John McStay, an expert in company liquidation and receivership, was employed by Pelican House to examine its financial records between 1970 and 1990. On his first day of evidence, he told the Tribunal that Pelican House did not make enough profit to put money aside for capital projects in the early 1970s. This in part led to a financial collapse in 1978 when the blood bank decided to move from Dublin's Leeson Street to a larger premises in near-by Mespill Road. Mr McStay told the Tribunal that the company was not profitable at the time and its wage bill was mounting. While it secured a loan, the move was protracted, delaying the sale of the old building, the refurbishing costs of the new office doubled and this all took place in a high interest rate period. Mr McStay agreed by 1981 things were in a pretty disastrous situation, the bank was not honouring its cheques to the Revenue Commissioners and Pelican House was shortly pleading for £900,000 to avoid financial breakdown.

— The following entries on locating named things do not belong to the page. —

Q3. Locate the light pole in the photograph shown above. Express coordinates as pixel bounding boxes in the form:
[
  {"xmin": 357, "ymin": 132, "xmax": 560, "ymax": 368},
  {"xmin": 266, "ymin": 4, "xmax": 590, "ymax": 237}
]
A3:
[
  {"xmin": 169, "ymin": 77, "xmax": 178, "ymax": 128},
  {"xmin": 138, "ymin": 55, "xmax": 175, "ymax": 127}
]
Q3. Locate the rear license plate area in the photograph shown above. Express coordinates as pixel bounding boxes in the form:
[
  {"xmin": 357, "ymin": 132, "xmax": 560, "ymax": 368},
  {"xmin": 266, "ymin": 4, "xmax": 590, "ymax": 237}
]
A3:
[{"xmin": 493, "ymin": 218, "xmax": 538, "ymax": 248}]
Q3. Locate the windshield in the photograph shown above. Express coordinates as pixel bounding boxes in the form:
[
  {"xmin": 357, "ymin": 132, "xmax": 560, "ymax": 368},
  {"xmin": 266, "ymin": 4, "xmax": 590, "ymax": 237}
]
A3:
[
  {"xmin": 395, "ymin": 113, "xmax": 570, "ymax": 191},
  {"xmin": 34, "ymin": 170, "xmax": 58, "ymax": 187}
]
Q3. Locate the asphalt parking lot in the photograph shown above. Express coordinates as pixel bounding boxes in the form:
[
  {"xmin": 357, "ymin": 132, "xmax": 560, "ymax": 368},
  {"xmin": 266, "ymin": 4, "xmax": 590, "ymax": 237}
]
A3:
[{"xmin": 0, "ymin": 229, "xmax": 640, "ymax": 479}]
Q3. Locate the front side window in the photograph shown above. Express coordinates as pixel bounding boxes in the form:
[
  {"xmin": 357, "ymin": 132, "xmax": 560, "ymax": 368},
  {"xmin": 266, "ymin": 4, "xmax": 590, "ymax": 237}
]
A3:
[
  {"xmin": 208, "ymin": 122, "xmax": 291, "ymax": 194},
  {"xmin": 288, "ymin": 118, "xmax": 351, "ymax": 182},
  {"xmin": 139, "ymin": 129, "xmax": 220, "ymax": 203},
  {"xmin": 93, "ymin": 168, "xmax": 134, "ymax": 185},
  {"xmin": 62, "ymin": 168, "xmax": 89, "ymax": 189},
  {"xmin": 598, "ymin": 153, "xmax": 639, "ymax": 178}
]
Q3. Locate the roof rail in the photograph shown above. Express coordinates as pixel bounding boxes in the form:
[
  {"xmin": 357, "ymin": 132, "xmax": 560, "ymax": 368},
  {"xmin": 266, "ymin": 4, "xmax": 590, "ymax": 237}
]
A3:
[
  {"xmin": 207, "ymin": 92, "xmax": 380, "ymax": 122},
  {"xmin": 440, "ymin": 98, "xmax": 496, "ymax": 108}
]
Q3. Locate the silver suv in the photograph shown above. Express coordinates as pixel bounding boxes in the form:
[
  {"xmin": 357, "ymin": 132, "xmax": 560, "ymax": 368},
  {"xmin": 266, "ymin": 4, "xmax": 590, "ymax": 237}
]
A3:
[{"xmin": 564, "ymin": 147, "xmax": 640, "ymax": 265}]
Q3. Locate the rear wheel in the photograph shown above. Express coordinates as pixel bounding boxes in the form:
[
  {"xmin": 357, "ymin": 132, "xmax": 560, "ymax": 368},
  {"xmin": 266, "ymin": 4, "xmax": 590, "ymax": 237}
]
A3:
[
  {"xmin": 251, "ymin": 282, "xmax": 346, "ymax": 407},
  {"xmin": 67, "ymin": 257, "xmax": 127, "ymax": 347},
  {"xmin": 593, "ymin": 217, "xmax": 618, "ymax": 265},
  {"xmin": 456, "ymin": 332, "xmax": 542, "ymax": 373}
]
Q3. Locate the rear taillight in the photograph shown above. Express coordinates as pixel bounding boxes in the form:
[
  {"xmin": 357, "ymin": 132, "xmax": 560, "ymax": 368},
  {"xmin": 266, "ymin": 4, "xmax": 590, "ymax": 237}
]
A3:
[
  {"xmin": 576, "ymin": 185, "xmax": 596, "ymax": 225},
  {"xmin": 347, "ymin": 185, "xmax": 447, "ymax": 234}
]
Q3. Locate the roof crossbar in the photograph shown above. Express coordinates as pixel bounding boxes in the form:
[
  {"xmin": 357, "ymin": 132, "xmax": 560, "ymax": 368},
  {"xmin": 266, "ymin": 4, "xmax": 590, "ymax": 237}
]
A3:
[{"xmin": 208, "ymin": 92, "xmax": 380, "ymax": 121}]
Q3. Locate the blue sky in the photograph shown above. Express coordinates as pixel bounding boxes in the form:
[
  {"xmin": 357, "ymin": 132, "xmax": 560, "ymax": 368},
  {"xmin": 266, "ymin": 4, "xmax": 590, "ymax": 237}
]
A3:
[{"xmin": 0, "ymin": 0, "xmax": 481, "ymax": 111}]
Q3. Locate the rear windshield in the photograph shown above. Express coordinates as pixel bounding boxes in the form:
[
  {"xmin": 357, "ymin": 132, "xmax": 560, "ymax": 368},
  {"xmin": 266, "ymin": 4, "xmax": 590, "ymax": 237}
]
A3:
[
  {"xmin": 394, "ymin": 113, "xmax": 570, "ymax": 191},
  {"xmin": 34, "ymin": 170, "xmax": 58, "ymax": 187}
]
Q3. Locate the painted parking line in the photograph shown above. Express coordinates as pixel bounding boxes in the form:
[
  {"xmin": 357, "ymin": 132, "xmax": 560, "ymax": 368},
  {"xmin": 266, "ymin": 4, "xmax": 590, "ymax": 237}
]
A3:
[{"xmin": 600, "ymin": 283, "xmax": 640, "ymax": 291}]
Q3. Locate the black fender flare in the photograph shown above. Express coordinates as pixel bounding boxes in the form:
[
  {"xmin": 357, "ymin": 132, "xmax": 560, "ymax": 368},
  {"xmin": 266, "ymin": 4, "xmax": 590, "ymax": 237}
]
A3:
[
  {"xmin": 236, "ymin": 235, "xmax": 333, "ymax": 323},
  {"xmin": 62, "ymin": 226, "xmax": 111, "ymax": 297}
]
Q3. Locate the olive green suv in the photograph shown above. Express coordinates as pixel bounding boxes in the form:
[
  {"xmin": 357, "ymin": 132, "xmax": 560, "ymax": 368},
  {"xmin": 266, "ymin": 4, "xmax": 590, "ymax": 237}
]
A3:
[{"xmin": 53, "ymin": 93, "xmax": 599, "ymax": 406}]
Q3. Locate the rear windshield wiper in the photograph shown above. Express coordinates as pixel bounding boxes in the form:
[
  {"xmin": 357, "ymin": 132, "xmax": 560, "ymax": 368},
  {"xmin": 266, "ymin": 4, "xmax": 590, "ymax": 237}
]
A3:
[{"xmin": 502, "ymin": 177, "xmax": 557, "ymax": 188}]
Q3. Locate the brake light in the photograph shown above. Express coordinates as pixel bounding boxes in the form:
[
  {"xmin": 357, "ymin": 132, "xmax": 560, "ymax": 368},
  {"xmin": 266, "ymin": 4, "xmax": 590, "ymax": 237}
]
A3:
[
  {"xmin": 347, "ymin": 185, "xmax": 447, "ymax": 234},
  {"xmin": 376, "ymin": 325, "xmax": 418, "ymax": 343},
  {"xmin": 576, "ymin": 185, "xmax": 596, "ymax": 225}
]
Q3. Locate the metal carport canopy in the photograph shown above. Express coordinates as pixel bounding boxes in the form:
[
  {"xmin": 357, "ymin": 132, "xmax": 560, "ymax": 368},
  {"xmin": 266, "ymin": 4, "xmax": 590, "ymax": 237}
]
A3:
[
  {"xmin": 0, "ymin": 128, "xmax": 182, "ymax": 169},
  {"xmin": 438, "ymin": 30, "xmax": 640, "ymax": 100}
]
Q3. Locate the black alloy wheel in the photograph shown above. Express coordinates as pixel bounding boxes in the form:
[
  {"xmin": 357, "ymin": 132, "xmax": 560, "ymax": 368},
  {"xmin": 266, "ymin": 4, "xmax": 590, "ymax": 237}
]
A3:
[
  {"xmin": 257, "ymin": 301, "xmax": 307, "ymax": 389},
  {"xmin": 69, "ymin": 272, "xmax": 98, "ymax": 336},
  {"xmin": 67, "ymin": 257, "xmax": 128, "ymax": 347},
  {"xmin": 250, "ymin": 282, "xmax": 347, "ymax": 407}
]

Ted Keyes, who took over as effective blood bank Chief Executive in 1986 was said to have introduced tighter fiscal control. However Mr McStay suggested that Pelican House was caught as its ultimate paymaster, the Department of Health, often refused to allow it increase its prices and did not provide capital funding up front. The issue of money is important as the Irish Haemophilia Society has charged the blood bank put profit rather than safety as its priority. The Tribunal heard today that haemophiliac blood products grew steadily from a revenue point of view to become 26% of Pelican House total income by 1990. However Mr McStay contended that from the documentation he believed Pelican House only responded to demand rather than pushed sales.